Agency Beyond Reward Maximization

Active inference is highlighted as an advance over traditional reinforcement learning (RL) models, which primarily focus on reward maximization. The authors argue that active inference, by minimizing expected free energy, can address the exploration-exploitation dilemma without resorting to ad hoc methods for inducing exploratory behavior. This paradigm shift is significant as it aligns with the natural behavior observed in biological systems, providing a more realistic and principled methodology for simulating intelligent behavior while offering explainability through explicit generative world models.

Theoretical Foundations in Physics

The foundation of active inference lies in well-established physical principles, as the paper elucidates by discussing the behavior of macroscopic biological systems subject to classical mechanics, known as precise agents.

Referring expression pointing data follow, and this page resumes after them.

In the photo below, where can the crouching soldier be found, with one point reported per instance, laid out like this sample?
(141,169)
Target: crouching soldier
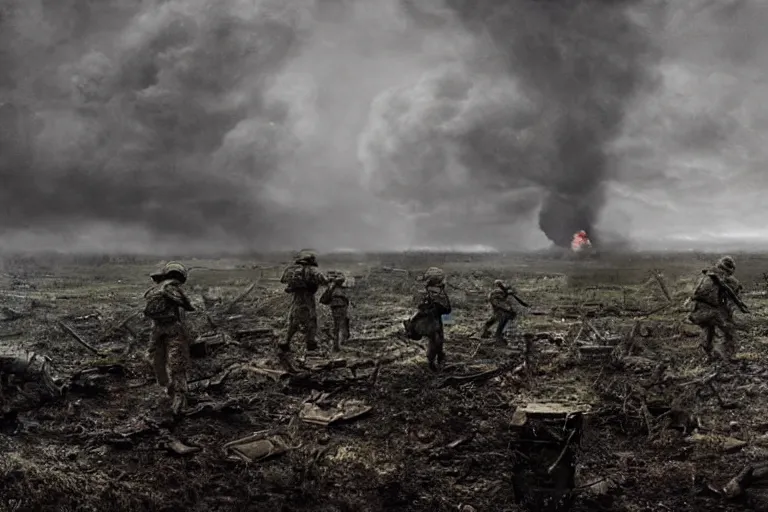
(169,348)
(428,320)
(713,298)
(302,280)
(335,297)
(502,312)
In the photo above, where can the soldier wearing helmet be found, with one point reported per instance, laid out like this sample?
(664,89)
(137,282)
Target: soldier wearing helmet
(427,322)
(166,303)
(302,280)
(713,309)
(502,311)
(335,297)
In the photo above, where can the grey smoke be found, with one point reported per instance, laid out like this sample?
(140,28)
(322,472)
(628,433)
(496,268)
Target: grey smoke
(536,102)
(149,114)
(370,124)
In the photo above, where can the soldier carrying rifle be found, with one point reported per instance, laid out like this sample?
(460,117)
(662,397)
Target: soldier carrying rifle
(503,312)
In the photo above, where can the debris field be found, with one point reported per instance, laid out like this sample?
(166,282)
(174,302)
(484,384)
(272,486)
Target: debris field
(604,361)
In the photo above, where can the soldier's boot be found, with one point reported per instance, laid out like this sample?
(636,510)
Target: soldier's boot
(487,328)
(309,338)
(440,358)
(344,332)
(179,403)
(727,350)
(159,358)
(285,345)
(707,343)
(499,337)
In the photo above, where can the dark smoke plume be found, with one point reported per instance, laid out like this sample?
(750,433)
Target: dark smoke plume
(151,114)
(536,100)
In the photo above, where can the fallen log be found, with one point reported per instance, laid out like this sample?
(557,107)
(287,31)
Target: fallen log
(79,339)
(482,376)
(737,485)
(239,298)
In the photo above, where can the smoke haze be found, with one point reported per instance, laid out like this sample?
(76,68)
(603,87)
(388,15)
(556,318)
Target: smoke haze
(264,124)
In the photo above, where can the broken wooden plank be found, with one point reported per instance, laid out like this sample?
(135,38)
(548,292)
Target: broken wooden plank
(79,339)
(239,298)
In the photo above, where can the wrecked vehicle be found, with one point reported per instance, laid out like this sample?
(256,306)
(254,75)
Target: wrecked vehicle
(21,369)
(545,435)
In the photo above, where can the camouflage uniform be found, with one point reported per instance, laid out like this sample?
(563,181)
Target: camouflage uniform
(428,321)
(169,348)
(336,298)
(712,309)
(502,314)
(303,313)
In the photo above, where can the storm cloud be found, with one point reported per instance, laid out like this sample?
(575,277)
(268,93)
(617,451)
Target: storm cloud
(532,106)
(261,124)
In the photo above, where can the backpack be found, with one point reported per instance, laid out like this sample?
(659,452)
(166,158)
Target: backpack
(327,297)
(294,278)
(158,306)
(707,291)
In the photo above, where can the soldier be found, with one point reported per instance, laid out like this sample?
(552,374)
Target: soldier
(502,311)
(713,306)
(428,320)
(336,298)
(302,280)
(169,349)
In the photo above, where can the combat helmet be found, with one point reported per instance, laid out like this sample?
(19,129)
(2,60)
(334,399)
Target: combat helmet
(171,270)
(434,277)
(336,275)
(727,265)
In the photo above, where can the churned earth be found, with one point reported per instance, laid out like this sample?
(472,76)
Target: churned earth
(371,428)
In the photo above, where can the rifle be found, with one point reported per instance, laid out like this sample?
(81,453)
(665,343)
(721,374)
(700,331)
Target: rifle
(518,299)
(521,301)
(727,289)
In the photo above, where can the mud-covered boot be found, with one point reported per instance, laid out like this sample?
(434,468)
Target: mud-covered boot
(178,404)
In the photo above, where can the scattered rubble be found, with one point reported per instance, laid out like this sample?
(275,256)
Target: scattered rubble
(600,401)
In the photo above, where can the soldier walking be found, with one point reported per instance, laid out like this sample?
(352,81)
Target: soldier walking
(169,347)
(714,298)
(502,311)
(302,280)
(335,297)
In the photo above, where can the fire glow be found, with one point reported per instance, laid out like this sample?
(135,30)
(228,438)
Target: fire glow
(580,242)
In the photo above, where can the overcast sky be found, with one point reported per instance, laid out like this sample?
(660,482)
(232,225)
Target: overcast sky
(373,124)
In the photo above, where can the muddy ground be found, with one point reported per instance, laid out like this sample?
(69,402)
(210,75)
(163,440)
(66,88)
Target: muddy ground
(666,430)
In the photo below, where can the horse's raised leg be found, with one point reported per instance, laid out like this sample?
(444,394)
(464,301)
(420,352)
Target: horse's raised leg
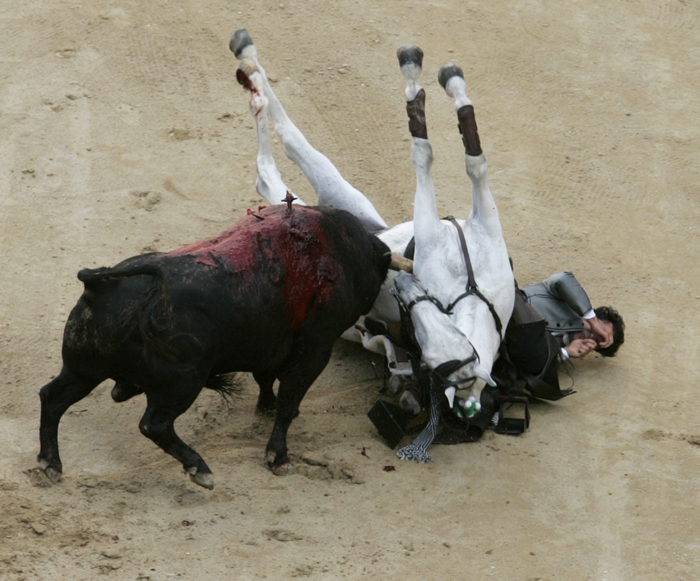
(431,235)
(332,190)
(484,208)
(269,183)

A precise agent responds deterministically to environmental stimuli given the information available up until the current moment. The mathematical formalization of this interaction delineates the nature of decision-making and agency as optimization problems, governed by an expected free energy functional—a criterion that balances objective probabilities of states with subjective preferences or utilities.

Advantages and Applications

Active inference presents several advantages over traditional models of decision-making in living organisms and artificial systems. Firstly, it emphasizes the value of understanding preferences and predictions in a unified framework, leading to robust exploration-exploration solutions. Secondly, the universality of the active inference framework allows RL algorithms to be recast as active inference algorithms, fostering comparisons and advancing theory development in agent-based modeling. Finally, by explicitly encoding predictions and preferences, active inference lays down a blueprint for transparent and justifiable algorithmic decision-making, proving highly applicable to safety-critical domains.

Path Forward

The authors conclude by reflecting on the potential of active inference and pose several open questions important for future research. One area of intrigue is identifying the generative models humans use to represent their environments and the computational mechanisms through which these representations evolve from childhood to adulthood. The integration of hierarchical probabilistic models and deep neural architectures is suggested as a promising path forward, with the goal of understanding and eventually replicating the development of human intelligence in artificial agents.